Regular Expressions are implemented in almost all programming languages, which you can take as a sign that they're immensely useful.
They can be used to find email addresses: (\b[A-Z0-9._%+-]+@[A-Z0-9.-]+\.[A-Z]{2,}\b)
Or validating password strength: (^(?=.*[A-Za-z])(?=.*\d)[A-Za-z\d]{8,}$)
At this point, their main downside should become obvious: They're utterly unreadable.
How has anyone created these monster regexes above? The answer lies in the fact that when writing regexes, you usually start out with a specific task and then add more and more complexity to deal with special cases. We'll work through some examples below.
Regexes themselves are made up of building blocks.
For a good, quick reference check out http://rubular.com/
For the following, we'll work with the string "This is a TEST string 123. risi@stanford.edu."
# import the regular expressions package
import re
test_string = "This is a TEST string 123. risi@stanford.edu"
[a-z]
matches any one lower case character.
# re.findall returns a list of all regex matches.
print re.findall(r'[a-z]', test_string)
[A-Z]
matches any upper case letter.
print re.findall(r'[A-Z]', test_string)
These can be combined.
[a-zA-Z0-9#]
matches all lower and upper case letters as well as all numbers and, for good measure, also '#' even though it does not appear in the test string.
print re.findall(r'[a-zA-Z0-9]', test_string)
We can also specify characters not to match:
[^tT]
matches all characters except Ts (including spaces, periods etc.)
print re.findall(r'[^tT]', test_string)
However, we may not want to match just single characters. Rather, we usually want to extract groups, for example all words consisting of four letters.
For this, we need to modify the length requirement with one of the following:
[a-z]+
The plus means "one or more," i.e. it will match one or more of whatever is in the square brackets.
[a-z]?
means zero or one
[a-z]*
means zero or more
[a-z]{3}
means exactly 3
[a-z]{3,}
means 3 or more
[a-z]{3,5}
means between 3 and 5
To match all "words" made up of numbers, we use [0-9]+
print re.findall(r'[0-9]+', test_string)
Regex becomes powerful as soon as we combine multiple groups. As a simple example, we may want to match all words that start with a "T".
T[a-zA-Z]+
Note: single characters do not need to be put into square brackets.
print re.findall(r'T[a-zA-Z]+', test_string)
We can now also match the email address:
[a-zA-Z]+@[a-zA-Z.]+
print re.findall(r'[a-zA-Z]+@[a-zA-Z.]+', test_string)
What pattern would we need to extract all of the dates in the following list:
2/18/2016 Date of Presentation
20.2.1975 Wer schreibt schon den Monat zuerst?
2012-10-20 Can we just agree on a formatting?
2003.11.15 No.
Let's use rubular for the task: http://rubular.com/
The rubular website allows you to develop regexes incrementally. Generally, I don't know the precise regex that I need and instead just tweak it until it works for a number of test cases.

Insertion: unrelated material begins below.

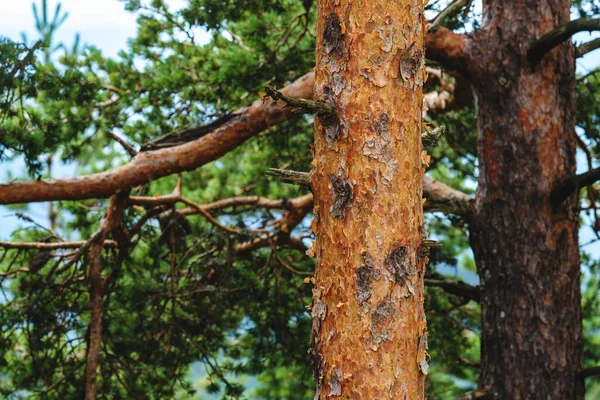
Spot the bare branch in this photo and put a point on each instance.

The last important concept are boundaries. So far, we could not extract all words consisting purely of lower case letters:
print re.findall(r'[a-z]+', test_string)
Regex matches the 'his' part of 'This' because we haven't told it to pay attention to word boundaries. We can do this with a special character:
\b
matches a word boundary like a space, comma, period but also @.
print re.findall(r'\b[a-z]+\b', test_string)
There are a number of similar special characters:
\s
matches any whitespace character. e.g \s[a-z]+\s would return the words including the surrounding white space
\b
matches word boundaries but does not return the space or period etc.
\w
matches any word character (letter, number, underscore).
.
matches any single character.
^
matches the start of a line. e.g. ^[a-zA-Z]+ matches the first word in the line (This).
$
matches the end of the line.
One of the quirks of regex is that special characters usually need to be "escaped." This means that they need to be prefixed with a back slash.
So, to match a forward slash, you need to use \/
. To match a back slash, use \\
.
The rules for when to escape are complicated and I don't full get them. For example:
.
matches any single character
[.]
matches one single period
\.
matches one single period
As a rule of thumb, it generally makes sense to escape special characters but testing that your regex works is more important.
The best way to get better with regex is simply practice. You can also pay a visit to Regex Crossword.
One of the most frequent tasks when working with text is splitting the text into individual words. This is also called "tokenization." Once the text is tokenized, we can process it further, for example by counting words.
Here, we'll use a 150 page deposition of a former Philip Morris scientist: https://industrydocuments.library.ucsf.edu/tobacco/docs/#id=kxmp0018
# import the regular expressions package
import re
# import the Counter data type, which we'll use to count word occurrences.
from collections import Counter
import urllib2
# load the document from the web
document = urllib2.urlopen(urllib2.Request('https://s3-us-west-1.amazonaws.com/tobaccodata/deposition.txt')).read()
# to get an idea of what the document looks like, let's print the first 500 characters.
print "Here's what the beginning of the document looks like:"
print document[0:1000]
# tokenize the text after making it lower case
tokens = re.findall(r'(\b[^\s]+\b)', document.lower())
print "\nThe first 10 tokens are: "
print tokens [0:10]
word_counter = Counter(tokens)
print "\nThe 20 most common words in the document are:"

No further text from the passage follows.